For the 13th consecutive year, Heavy Rebel Weedkender has just put on the best party in Winston-Salem, including, on Saturday, far and away the best car show in the area. My favorite this year is this lowered White street rod. The sign says that it is driven every day:

 WhiteStreetRod(Click on the picture to see full view)

Ever since the first horseless carriage hit the street, there have been gatherings of car nuts. The image below may show the first such gathering in the town of Winston.

In 1908, R.J. Reynolds purchased a custom 1908 Buick, complete with pinstripes. By early 1909, the Gilmer brothers, John and Powell, had opened the first Buick dealership in town at 227 North Main Street:


The men identified in the picture all had a high interest in machinery. Gurney Miller was a machinist employed by the Motor Company.  Lindsay Fishel was a mechanic and the president of the company. Frank Meinung manufactured high quality wagons and carriages in Salem. Walter Clayton was a machinist for the Briggs-Shaffner Company. Henry Mickey and Grover Jarvis were important employees of the Salem Iron Works, which manufactured steam engines and mill machinery, and Robah Stowe was R.J. Reynolds’ personal chauffeur.
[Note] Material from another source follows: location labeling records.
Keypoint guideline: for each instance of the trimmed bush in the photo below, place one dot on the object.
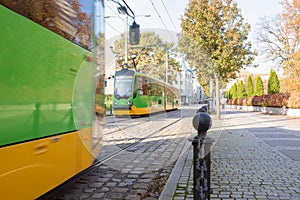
(294, 100)
(273, 83)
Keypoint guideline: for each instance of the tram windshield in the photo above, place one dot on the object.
(123, 88)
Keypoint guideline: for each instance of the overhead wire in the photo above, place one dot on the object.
(169, 15)
(161, 19)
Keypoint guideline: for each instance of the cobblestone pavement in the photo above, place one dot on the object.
(256, 156)
(139, 172)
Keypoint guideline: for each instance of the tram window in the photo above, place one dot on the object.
(69, 19)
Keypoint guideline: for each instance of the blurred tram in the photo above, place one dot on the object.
(136, 93)
(49, 131)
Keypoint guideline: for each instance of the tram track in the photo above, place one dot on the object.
(102, 161)
(154, 145)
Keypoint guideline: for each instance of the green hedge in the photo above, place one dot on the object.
(279, 100)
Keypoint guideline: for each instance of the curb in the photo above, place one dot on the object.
(171, 185)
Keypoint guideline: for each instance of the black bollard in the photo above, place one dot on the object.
(202, 123)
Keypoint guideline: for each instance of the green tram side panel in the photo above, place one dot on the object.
(46, 83)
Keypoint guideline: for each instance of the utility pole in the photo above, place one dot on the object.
(126, 41)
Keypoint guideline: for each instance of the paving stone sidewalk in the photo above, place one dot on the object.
(244, 165)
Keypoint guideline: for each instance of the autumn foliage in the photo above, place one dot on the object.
(278, 100)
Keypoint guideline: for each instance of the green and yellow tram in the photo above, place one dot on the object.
(48, 129)
(136, 93)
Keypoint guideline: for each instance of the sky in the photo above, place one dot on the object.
(166, 14)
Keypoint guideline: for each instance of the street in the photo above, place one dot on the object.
(254, 156)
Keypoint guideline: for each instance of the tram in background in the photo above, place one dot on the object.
(48, 127)
(136, 93)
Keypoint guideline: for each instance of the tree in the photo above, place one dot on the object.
(150, 56)
(278, 38)
(233, 91)
(259, 87)
(214, 38)
(249, 87)
(273, 83)
(241, 90)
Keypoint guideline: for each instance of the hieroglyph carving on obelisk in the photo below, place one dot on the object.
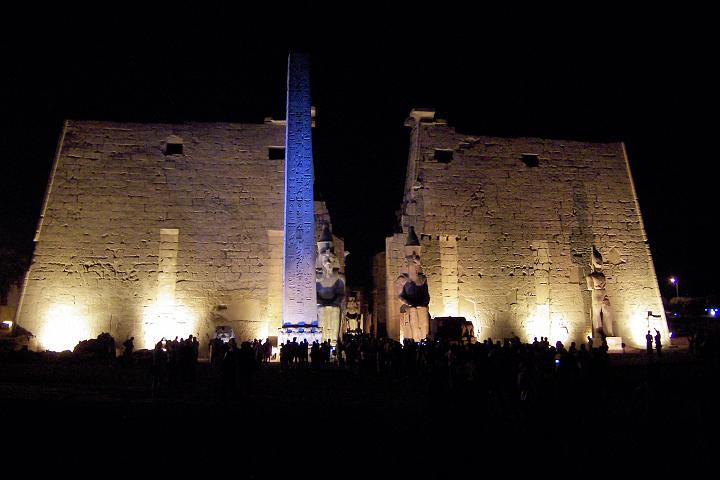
(299, 302)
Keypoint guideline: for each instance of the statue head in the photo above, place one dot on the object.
(326, 258)
(595, 259)
(412, 246)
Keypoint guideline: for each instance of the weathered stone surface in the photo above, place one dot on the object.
(299, 305)
(507, 245)
(106, 246)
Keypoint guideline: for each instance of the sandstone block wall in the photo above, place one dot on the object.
(133, 239)
(507, 244)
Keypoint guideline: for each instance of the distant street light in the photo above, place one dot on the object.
(675, 282)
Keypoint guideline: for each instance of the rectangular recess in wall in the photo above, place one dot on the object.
(443, 155)
(531, 159)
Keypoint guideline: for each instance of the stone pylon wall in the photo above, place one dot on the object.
(130, 234)
(507, 244)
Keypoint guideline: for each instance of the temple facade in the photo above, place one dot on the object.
(152, 230)
(508, 227)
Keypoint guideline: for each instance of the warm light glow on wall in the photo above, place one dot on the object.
(538, 325)
(263, 331)
(640, 323)
(558, 330)
(165, 319)
(64, 326)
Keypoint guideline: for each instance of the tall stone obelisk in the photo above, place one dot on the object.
(299, 298)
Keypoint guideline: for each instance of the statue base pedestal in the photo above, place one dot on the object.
(311, 333)
(614, 344)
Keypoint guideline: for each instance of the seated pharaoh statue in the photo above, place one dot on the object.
(412, 291)
(330, 287)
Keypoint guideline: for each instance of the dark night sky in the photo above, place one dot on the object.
(608, 77)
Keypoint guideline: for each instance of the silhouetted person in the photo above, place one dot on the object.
(228, 368)
(159, 367)
(658, 343)
(128, 347)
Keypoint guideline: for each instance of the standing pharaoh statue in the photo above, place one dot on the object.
(330, 287)
(601, 314)
(412, 290)
(353, 315)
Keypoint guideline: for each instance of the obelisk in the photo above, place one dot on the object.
(299, 298)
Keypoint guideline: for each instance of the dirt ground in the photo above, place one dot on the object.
(336, 418)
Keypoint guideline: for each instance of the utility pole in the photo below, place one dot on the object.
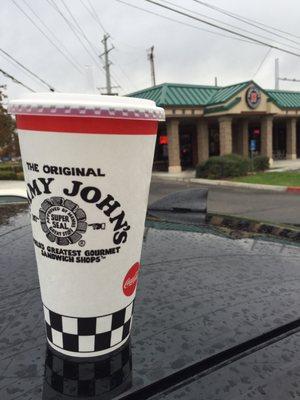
(276, 73)
(107, 65)
(151, 59)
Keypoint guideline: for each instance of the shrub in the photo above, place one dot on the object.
(260, 163)
(223, 167)
(7, 175)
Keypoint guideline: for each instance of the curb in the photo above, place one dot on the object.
(241, 185)
(228, 184)
(293, 189)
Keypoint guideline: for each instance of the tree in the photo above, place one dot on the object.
(9, 143)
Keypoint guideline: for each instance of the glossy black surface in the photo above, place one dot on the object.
(199, 294)
(270, 373)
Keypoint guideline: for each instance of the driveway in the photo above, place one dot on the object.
(261, 205)
(264, 206)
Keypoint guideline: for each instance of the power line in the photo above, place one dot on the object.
(93, 14)
(262, 62)
(70, 25)
(237, 27)
(249, 21)
(50, 87)
(81, 31)
(53, 34)
(44, 34)
(15, 80)
(224, 29)
(77, 30)
(182, 23)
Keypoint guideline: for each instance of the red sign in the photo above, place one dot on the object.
(130, 280)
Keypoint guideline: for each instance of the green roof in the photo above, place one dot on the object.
(171, 94)
(177, 94)
(284, 98)
(225, 93)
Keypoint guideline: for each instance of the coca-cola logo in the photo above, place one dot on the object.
(130, 280)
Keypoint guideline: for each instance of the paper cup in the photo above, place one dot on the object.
(87, 163)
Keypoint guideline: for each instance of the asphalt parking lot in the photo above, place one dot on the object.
(276, 207)
(261, 205)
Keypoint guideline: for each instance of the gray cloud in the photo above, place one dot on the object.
(183, 54)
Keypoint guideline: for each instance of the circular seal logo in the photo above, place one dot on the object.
(62, 220)
(130, 280)
(253, 97)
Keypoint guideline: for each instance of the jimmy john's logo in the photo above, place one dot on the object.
(62, 220)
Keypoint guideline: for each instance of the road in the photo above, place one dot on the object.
(264, 206)
(261, 205)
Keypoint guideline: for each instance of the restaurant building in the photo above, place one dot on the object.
(204, 121)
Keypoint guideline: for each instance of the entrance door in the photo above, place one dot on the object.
(254, 138)
(188, 146)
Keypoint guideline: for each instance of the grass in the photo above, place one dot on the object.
(288, 178)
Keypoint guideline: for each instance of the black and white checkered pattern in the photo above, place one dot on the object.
(88, 335)
(83, 379)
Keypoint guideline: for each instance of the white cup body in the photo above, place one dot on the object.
(88, 195)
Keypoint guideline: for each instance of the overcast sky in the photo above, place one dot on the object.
(183, 54)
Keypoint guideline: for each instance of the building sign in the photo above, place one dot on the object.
(253, 97)
(163, 140)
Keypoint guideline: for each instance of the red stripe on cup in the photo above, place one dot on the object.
(86, 125)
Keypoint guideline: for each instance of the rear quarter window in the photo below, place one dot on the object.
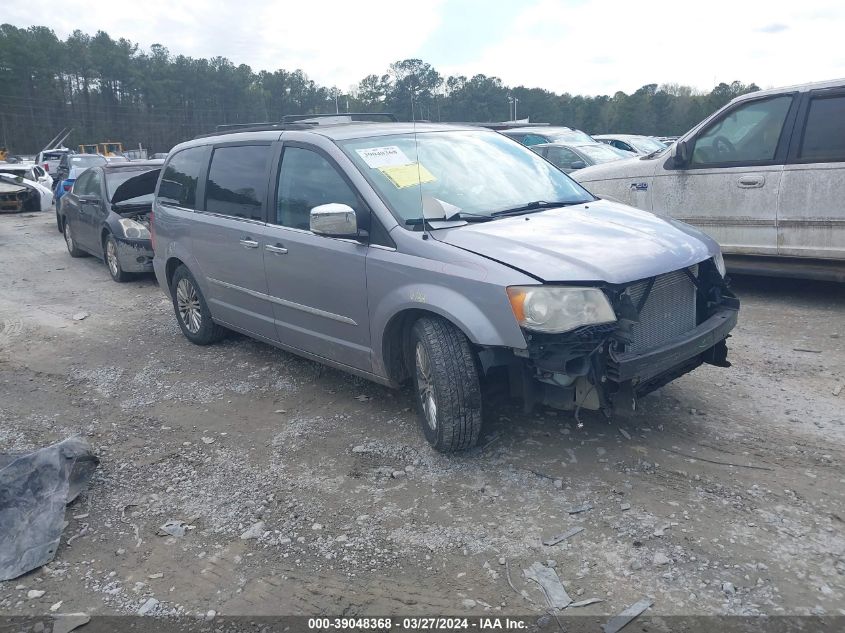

The building at the right, the Marler-Dalton-Gilmer department store, was a business established in the 1870s on Main Street in Walnut Cove by the Gilmer brothers’ father, John E. Gilmer, Sr. By 1918, there were eight Gilmer Brothers department stores scattered across North Carolina and Virginia.

The Mitchell car, manufactured by the Mitchell Motor Company of Racine, Wisconsin, is parked in the alley between the Motor Company and the Zinzendorf Hotel. The alley served as the first intercity bus station in Winston until, a few years later, the Gilmers demolished the pictured buildings and replaced them with a much larger building that incorporated bus depot facilities in its northern bay.

I am working on a much larger post about the Gilmer brothers’ retail and transportation empire. Coming soon.


Bill East went to work for the Twin City Sentinel while still in his early teens. When he graduated from R.J. Reynolds High School in the 1930s, winning the Montague Medal for having the highest academic average senior year, he went straight to work full time at the Sentinel. During the decades when all other local history resources were focused on Old Salem, Bill’s occasional “Do You Remember” columns kept the history of the other half of the Twin City alive. We have a decent collection of those columns in our vertical files. And we all owe Bill a debt of thanks.